Saw this on TV. I roflmao'd.


----------



## ZeVerstava (Jan 19, 2010)

pull yo pants up fool


----------



## Hatsu (Jan 19, 2010)

ZeVerstava said:
			
		

> pull yo pants up fool


*HI THE WORST*


----------



## Deleted_171835 (Jan 19, 2010)

:[

What the hell is this?


----------



## Joe88 (Jan 19, 2010)

take your spam elsewhere


----------



## Sharpz (Jan 19, 2010)

hat turned sideways looking like a fool with your pants on the ground.

My new hero.


----------



## NeSchn (Jan 19, 2010)

My mamadukeski showed me this earlier today.
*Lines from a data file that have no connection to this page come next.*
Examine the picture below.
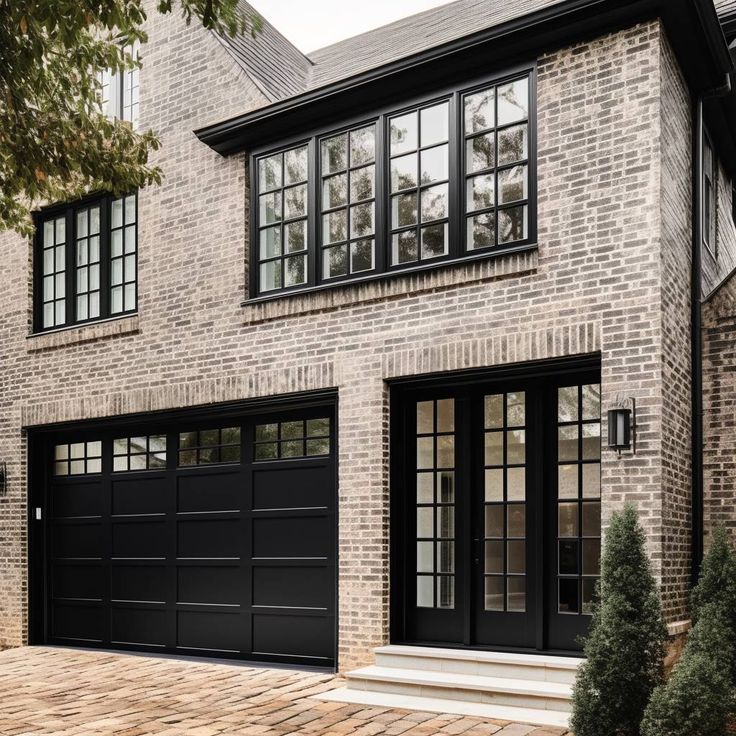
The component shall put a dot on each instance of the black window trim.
(709, 236)
(68, 210)
(457, 251)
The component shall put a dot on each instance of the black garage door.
(213, 537)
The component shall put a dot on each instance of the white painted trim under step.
(478, 655)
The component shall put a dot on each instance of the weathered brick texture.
(610, 276)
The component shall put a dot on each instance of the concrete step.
(521, 693)
(547, 668)
(532, 716)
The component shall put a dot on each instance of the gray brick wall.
(606, 278)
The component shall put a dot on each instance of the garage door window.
(139, 453)
(208, 446)
(301, 438)
(79, 458)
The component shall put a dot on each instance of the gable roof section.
(414, 34)
(281, 71)
(455, 42)
(274, 64)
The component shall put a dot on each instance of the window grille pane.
(283, 211)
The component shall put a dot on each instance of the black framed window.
(419, 155)
(439, 179)
(282, 218)
(496, 160)
(710, 197)
(86, 261)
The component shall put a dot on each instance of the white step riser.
(471, 667)
(449, 692)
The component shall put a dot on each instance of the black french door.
(496, 511)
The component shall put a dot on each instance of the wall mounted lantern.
(622, 427)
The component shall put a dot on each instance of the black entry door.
(211, 537)
(497, 550)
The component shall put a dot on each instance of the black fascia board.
(692, 27)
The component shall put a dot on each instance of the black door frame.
(39, 437)
(403, 389)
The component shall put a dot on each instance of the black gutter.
(696, 348)
(697, 328)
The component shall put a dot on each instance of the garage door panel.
(293, 536)
(72, 580)
(208, 538)
(78, 540)
(138, 495)
(201, 492)
(197, 543)
(138, 582)
(138, 626)
(212, 585)
(77, 499)
(294, 635)
(85, 622)
(210, 630)
(139, 538)
(294, 487)
(300, 586)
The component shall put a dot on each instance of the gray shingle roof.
(281, 70)
(276, 66)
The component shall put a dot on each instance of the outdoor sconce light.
(622, 428)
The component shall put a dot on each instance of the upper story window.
(86, 261)
(449, 177)
(119, 94)
(710, 197)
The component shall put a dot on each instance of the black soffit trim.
(692, 27)
(542, 368)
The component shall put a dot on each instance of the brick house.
(340, 381)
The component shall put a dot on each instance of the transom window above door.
(446, 178)
(86, 261)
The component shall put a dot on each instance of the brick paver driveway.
(70, 692)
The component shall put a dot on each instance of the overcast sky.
(312, 24)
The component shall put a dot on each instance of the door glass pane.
(505, 497)
(445, 557)
(446, 486)
(494, 597)
(435, 503)
(516, 593)
(494, 558)
(446, 591)
(578, 480)
(425, 555)
(516, 484)
(494, 484)
(425, 592)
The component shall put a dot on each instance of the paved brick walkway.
(70, 693)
Totally amazing!


----------



## Sefi (Jan 19, 2010)

http://topcultured.com/top-10-general-larr...ground-remixes/


----------



## MarkDarkness (Jan 19, 2010)

Saw it on TV... that guy takes the metaphoric cake.


----------



## Edgedancer (Jan 22, 2010)

It is so stupid but you cannot help from watching it.


----------



## NeSchn (Jan 22, 2010)

I love this song so much, I have been singing all week xD


----------



## Snorlax (Jan 22, 2010)

That song, is awesome! I must put it on my iPod!


----------



## Raika (Jan 22, 2010)

Pants on the ground, lookin like a fool, with your pants on the ground...
Catchy man...


----------



## blackdragonbaham (Jan 22, 2010)

damn, were are my speakers:. . .


----------



## strawhat-san (Jan 26, 2010)

video contains epic win 
a new hero is born


----------



## Hatsu (Jan 26, 2010)

Oh noes. Youtube removes this as well.


----------



## Xoo00o0o0o (Jan 26, 2010)

You notice he/she was banned today right.


----------



## Hatsu (Jan 26, 2010)

CAP99 said:
			
		

> You notice he/she was banned today right.


Not today, ages ago.


----------



## Xoo00o0o0o (Jan 26, 2010)

Hatsu said:
			
		

> CAP99 said:
> 
> 
> 
> ...



I see, and why.

On topic: Funny vid (Original)


----------